Book Review from the July 1996 issue of the Socialist Standard
What Is Situationism? A Reader edited by Stewart Home (AK Press, 1996, £9.95)
This is an occasionally interesting though somewhat repetitive collection of writings about the strand of revolutionary opinion which emerged out of Lettrist and other avant-garde artistic groups, principally in France in the 1950s. With their radical critique of bourgeois consumer society the situationists influenced to a greater or lesser degree both the May events in France of 198 and then, nearly a decade later, the punk rock movement.

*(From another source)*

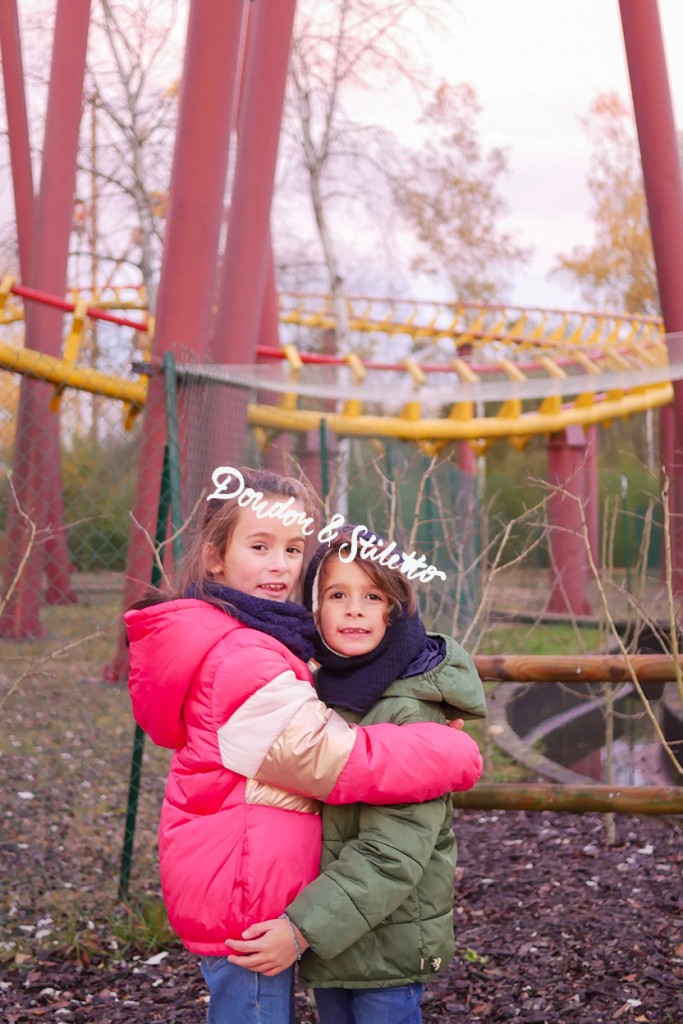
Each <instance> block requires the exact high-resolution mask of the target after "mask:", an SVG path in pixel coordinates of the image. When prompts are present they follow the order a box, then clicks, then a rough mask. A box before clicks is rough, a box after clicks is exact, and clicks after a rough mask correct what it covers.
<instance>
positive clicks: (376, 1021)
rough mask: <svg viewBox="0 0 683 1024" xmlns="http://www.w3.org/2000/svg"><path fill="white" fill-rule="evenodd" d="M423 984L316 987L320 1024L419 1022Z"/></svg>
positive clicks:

Famously, in 1966, a group of situationist-inspired students at Strasbourg University were elected to positions of responsibility in the moribund Students' Union and immediately set up a Society For The Rehabilitation of Karl Marx. They also published various radical tracts including Khayati's On The Poverty of Student Life using unions funds, for which they attracted public outrage and eventually the attention of the police. At their trial the judge summed up situationist philosophy as well as anyone had hitherto ever done, stating "these cynics do not hesitate to commend theft, the destruction of scholarship, the abolition of work, total subversion, and a world-wide proletarian revolution with 'unlicensed pleasure' as its only goal".
Though lacking a coherent revolutionary strategy, the situationists stood out clearly against the market economy, commodity production and wage labour, advocating the creation of a socialist society of common ownership where production would be undertaken solely to satisfy needs and desires. This book doesn't explore this concept as well as it might do, however, and nothing is as well-rounded as Mark Shipway's presentation of the subject in the book Non-Market Socialism edited by Rubel and Crump. Probably the best chapter in this collection of writings is "The End of Music" by Dave and Stuart Wise, dealing with Malcolm McLaren's Sex Pistols, the rise and fall of punk rock and its relationship with situationist politics—the other writings range from the quirky (Jim Martin on Wilhelm Reich and situationism) to the near pretentious (Jean Barrot's text being the most obvious example). This said, there are far worse books around that you could add to a collection on radical politics.